I wonder sometimes what the Apostle Paul—who worked so hard to let the power of Christ alone shine through him—would make of all those future churches and cathedrals named “Saint Paul Church” or what he would think of “Saint Paul the Apostle High School.” What would be make of half the New Testament consisting of HIS letters, including little memos like the one he dashed off one day to Philemon (“Really!? You regard that little note of mine as divine Scripture!!!?”). What would he make of the thousands of biographies of Paul that have been written, the miles and miles of library shelves sagging under the weight of books dedicated to dissecting his theology.
Surely he would be like the fictional Dr. Cochrane: he didn’t want all this. THIS had not been his goal or desire.
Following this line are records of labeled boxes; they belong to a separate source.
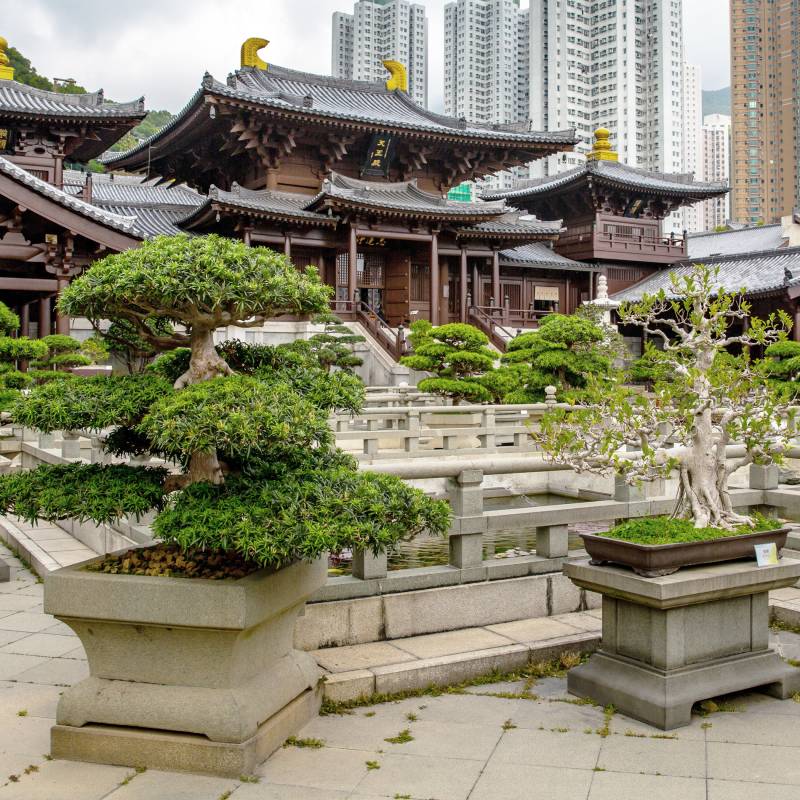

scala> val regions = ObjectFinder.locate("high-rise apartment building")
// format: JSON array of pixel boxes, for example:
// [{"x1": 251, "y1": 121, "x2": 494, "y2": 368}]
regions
[
  {"x1": 678, "y1": 64, "x2": 707, "y2": 233},
  {"x1": 331, "y1": 0, "x2": 428, "y2": 106},
  {"x1": 444, "y1": 0, "x2": 532, "y2": 127},
  {"x1": 702, "y1": 114, "x2": 731, "y2": 231},
  {"x1": 731, "y1": 0, "x2": 800, "y2": 223},
  {"x1": 530, "y1": 0, "x2": 684, "y2": 174}
]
Yet few of us would deny Paul deserves the honor we give him even as we cherish the divine gift that just is his body of writing in the New Testament. Oh, it’s still all God but God has a good sense of humor too: he had used Paul’s thorn to keep him from being too big for his own britches in his lifetime but God then let the Holy Spirit make Paul a very big deal to the glory of God in Christ after all!
Paul might protest. “I am too weak, too unimportant for all this fuss.” True enough. But God’s power is made perfect in precisely that, Paul!